XSP|ADP_CLI/Interface/Http/HttpServer> get

Adding TLS 1.2 Protocol to the HTTP Server Interface

The HTTP interface that is interacting with the Webex Cloud must be configured for TLSv1.2. The cloud does not negotiate earlier versions of the TLS protocol.

To configure the TLSv1.2 protocol on the HTTP Server interface:

1. Sign in to the XSP|ADP and navigate to XSP|ADP_CLI/Interface/Http/HttpServer/SSLSettings/Protocols>

2. Enter the command get <interfaceIp> 443 to see which protocols are already used on this interface.

3. Enter the command add <interfaceIp> 443 TLSv1.2 to ensure that interface can use TLS 1.2 when communicating with the cloud.

Editing TLS Ciphers Configuration on the HTTP Server Interface

To configure the required ciphers:

1. Sign in to the XSP|ADP and navigate to XSP|ADP_CLI/Interface/Http/HttpServer/SSLSettings/Ciphers>

2. Enter the command get <interfaceIp> 443 to see which ciphers are already used on this interface. There must be at least one from the Cisco recommended suites (see XSP|ADP Identity and Security Requirements in the Overview section).

3. Enter the command add <interfaceIp> 443 <cipherName> to add a cipher to the HTTP Server interface.
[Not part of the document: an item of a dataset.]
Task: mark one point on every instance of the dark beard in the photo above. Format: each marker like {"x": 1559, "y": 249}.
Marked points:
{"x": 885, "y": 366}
   The XSP|ADP CLI requires the IANA standard cipher suite name, not the openSSL cipher suite name. For example, to add the openSSL cipher ECDHE-ECDSA-CHACHA20-POLY1305 to the HTTP server interface, you would use: XSP|ADP_CLI/Interface/Http/HttpServer/SSLSettings/Ciphers>add 192.0.2.7 443 TLS_ECDHE_ECDSA_WITH_CHACHA20_POLY1305

   See https://ciphersuite.info/ to find the suite by either name.

Configure Device Management on XSP|ADP, Application Server, and Profile Server

Profile Server and XSP|ADP are mandatory for Device Management. They must be configured according to instructions in the BroadWorks Device Management Configuration Guide.